Zjedzone (chyba trochę przesadziłam wczoraj):
Śniadanie: rogal maślany z truskawkami,
2 łyżki miodu, zielona herbata – ok. 419 kcal
II śniadanie: pomidor, 3 łyżki groszu
konserwowego, 2 kromki chleba z masłem, jajko na miękko – ok. 392 kcal
Obiad: ryba bez panierki, ryż,
buraczki – ok. 510 kcal
Deser:
maliny mrożone z miodem, kawa z mlekiem – ok. 150 kcal
Kolacja: 2 kromki chleba z pasztetem,
pomidorem i ogórkiem – ok. 290 kcal
Przekąska: maliny mrożone z
truskawkami, mandarynka – ok. 175 kcal
Suma: 1936 kcal
WNIOSKI: kalorie nabija mi
dodawany wszędzie miód i masło.
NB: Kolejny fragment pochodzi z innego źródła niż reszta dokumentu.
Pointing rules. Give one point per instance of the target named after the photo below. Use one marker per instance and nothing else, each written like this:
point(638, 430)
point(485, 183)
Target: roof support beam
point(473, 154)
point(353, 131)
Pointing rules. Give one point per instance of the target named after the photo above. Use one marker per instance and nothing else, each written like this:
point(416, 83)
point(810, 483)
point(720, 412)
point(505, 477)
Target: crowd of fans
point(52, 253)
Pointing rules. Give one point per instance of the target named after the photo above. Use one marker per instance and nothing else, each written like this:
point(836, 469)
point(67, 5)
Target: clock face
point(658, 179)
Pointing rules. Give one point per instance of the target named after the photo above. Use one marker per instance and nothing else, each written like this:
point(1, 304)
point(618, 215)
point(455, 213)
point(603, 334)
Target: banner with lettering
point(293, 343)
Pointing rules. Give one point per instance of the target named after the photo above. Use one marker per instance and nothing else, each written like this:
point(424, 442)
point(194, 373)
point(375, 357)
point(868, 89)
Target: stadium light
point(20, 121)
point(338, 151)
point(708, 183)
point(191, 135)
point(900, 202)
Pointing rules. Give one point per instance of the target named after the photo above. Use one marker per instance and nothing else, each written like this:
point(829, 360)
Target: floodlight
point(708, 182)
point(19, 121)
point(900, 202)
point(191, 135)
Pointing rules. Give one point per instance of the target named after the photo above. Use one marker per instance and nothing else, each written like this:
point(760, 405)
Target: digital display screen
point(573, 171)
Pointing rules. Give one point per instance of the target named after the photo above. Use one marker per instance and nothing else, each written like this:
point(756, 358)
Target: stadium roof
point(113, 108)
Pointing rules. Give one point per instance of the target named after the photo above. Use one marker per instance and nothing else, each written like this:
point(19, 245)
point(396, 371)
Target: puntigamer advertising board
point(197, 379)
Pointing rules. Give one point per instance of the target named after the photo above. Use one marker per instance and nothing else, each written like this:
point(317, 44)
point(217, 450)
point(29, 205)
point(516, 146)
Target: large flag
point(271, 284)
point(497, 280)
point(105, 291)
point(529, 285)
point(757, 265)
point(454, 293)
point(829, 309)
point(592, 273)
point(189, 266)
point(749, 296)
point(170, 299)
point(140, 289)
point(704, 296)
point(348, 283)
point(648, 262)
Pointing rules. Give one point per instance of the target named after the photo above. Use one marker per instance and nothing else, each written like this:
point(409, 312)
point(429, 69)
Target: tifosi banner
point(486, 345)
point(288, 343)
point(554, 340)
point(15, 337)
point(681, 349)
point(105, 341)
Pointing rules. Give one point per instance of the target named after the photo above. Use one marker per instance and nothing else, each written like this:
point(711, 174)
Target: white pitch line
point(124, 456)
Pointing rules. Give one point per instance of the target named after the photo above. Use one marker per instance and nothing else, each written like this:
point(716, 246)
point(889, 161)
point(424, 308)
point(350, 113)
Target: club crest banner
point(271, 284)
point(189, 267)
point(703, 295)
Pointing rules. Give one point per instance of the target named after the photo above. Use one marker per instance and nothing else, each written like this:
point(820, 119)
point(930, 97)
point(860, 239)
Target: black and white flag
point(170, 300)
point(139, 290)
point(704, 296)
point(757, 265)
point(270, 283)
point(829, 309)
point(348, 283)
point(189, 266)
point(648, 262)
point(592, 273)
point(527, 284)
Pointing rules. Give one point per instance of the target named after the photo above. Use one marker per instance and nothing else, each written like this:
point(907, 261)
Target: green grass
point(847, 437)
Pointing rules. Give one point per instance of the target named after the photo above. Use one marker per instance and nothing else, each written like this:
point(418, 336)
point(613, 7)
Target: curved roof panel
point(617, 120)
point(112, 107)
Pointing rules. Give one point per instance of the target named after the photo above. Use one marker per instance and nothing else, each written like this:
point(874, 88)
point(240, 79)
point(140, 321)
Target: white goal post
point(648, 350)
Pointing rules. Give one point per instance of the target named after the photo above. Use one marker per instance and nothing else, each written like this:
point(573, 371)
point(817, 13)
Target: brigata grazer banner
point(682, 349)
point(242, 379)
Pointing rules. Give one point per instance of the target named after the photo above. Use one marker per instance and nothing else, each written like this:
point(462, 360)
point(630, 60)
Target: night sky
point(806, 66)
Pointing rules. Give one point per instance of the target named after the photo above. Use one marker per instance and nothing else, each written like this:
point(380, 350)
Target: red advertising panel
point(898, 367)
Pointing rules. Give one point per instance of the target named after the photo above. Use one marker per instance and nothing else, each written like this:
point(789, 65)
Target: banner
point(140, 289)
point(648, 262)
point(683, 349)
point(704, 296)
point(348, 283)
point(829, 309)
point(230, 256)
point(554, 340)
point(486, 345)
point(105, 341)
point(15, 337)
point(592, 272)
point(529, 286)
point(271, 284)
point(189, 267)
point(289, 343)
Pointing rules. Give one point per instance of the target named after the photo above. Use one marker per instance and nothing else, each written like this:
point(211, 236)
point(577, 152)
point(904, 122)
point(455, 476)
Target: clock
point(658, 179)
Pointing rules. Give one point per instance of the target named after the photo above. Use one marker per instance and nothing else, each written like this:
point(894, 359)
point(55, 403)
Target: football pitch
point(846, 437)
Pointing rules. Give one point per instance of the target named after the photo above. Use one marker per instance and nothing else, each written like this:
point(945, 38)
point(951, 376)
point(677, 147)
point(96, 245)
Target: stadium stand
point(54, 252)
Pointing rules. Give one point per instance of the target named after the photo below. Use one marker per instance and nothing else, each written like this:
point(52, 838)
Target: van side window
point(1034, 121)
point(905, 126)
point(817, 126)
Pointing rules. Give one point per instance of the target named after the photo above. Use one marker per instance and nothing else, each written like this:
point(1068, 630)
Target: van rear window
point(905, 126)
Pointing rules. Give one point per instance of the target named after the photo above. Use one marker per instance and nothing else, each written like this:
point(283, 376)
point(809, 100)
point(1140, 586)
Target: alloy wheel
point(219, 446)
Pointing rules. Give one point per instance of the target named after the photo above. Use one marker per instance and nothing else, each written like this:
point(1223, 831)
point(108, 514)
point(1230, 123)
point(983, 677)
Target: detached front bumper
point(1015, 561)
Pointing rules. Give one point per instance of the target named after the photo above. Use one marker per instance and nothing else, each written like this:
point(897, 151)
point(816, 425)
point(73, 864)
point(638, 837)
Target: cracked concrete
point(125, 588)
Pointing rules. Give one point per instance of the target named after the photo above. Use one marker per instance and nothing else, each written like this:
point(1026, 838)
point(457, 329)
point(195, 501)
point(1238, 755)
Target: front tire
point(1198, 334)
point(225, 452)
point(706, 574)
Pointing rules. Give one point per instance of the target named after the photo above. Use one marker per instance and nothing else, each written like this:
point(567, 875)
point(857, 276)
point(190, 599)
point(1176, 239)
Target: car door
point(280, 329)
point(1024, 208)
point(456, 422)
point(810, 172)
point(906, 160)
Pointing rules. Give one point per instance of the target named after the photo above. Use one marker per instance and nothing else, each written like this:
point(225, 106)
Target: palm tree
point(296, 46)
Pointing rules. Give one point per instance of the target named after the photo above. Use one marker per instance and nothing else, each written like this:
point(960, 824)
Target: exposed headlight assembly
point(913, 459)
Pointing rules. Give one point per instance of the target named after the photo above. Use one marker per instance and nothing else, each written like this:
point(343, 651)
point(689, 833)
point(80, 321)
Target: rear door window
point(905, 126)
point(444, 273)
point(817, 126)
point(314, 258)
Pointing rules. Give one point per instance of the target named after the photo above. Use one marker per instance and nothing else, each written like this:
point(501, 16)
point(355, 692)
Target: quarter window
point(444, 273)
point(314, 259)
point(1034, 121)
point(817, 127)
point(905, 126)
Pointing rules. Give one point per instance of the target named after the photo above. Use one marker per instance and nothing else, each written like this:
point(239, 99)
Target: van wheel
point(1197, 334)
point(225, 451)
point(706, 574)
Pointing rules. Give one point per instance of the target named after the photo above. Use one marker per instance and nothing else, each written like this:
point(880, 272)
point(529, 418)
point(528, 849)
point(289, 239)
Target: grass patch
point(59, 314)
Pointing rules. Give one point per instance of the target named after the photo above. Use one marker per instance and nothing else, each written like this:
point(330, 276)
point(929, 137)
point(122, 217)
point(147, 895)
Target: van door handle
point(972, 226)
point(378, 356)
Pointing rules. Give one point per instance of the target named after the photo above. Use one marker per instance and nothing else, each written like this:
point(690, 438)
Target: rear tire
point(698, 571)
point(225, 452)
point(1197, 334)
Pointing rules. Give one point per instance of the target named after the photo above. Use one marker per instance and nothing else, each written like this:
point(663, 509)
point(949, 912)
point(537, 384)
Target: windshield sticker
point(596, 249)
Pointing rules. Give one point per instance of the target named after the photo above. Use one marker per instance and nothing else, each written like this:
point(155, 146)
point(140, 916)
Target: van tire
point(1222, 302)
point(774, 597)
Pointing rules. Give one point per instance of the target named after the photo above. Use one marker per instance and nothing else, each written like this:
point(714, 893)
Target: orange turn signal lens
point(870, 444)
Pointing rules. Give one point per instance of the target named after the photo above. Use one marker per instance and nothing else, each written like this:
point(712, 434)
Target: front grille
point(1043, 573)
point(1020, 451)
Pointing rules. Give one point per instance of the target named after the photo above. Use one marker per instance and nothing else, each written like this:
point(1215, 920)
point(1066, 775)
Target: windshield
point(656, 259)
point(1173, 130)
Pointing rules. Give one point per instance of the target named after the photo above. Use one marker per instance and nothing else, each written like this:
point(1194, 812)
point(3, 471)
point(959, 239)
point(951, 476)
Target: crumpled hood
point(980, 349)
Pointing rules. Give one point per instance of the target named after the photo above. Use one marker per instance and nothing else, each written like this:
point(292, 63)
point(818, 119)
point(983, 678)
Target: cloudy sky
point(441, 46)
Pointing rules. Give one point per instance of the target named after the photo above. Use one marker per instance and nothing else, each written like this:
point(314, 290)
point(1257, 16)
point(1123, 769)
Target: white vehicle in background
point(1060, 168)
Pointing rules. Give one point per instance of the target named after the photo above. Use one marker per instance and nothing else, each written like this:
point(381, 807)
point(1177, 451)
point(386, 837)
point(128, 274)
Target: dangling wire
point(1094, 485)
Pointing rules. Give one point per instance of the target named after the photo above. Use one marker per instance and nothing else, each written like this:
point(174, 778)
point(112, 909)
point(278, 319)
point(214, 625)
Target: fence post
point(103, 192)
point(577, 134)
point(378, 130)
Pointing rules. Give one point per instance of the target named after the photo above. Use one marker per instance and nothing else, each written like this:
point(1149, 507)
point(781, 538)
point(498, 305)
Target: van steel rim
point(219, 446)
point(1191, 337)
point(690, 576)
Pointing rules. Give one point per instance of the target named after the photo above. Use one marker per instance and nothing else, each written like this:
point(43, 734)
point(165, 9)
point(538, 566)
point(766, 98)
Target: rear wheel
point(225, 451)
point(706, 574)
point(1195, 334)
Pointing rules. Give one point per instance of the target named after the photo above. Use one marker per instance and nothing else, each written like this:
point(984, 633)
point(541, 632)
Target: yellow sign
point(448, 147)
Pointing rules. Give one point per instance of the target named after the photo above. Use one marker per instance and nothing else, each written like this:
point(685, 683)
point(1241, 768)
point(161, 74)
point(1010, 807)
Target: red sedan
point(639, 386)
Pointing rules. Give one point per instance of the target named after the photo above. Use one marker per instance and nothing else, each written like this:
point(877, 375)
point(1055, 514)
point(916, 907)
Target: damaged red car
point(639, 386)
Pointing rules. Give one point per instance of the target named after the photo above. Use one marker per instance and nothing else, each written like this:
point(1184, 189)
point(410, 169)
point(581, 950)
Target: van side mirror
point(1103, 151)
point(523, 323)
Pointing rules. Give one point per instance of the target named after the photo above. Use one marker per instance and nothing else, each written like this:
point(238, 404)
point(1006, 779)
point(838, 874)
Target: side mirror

Zdecydowanie przesadziłam wczoraj z drugim
śniadaniem;
Z ciekawości sprawdziłam jakie
jest moje dzienne zapotrzebowanie kaloryczne (nie chcę chudnąć, tylko wyrzeźbić
ciało) i jestem w totalnym szoku!
2525 kcal - Z
czego, wartość kaloryczna poszczególnych posiłków powinna się rozłożyć w sposób
następujący ( oczywiście nie musi to być dokładność co do 1 kcal- powiedzmy
odchylenie może się wahać w granicach +/- 5%):
- Śniadanie 631 kcal (+/- 32
kcal)
- Drugie śniadanie 253 kcal (+/-
13 kcal)
- Obiad 884 kcal (+/- 44 kcal)
- Podwieczorek 253 kcal (+/- 13
kcal)
- Kolacja 505 kcal (+/- 25 kcal)
Więc moje jedzenie jest jak
najbardziej ok :) uff… :) keep going w takim razie :)
4.
Motywacja: Kiedy, kiedy, kiedy, kiedy mój będzie taki?! :)
![]()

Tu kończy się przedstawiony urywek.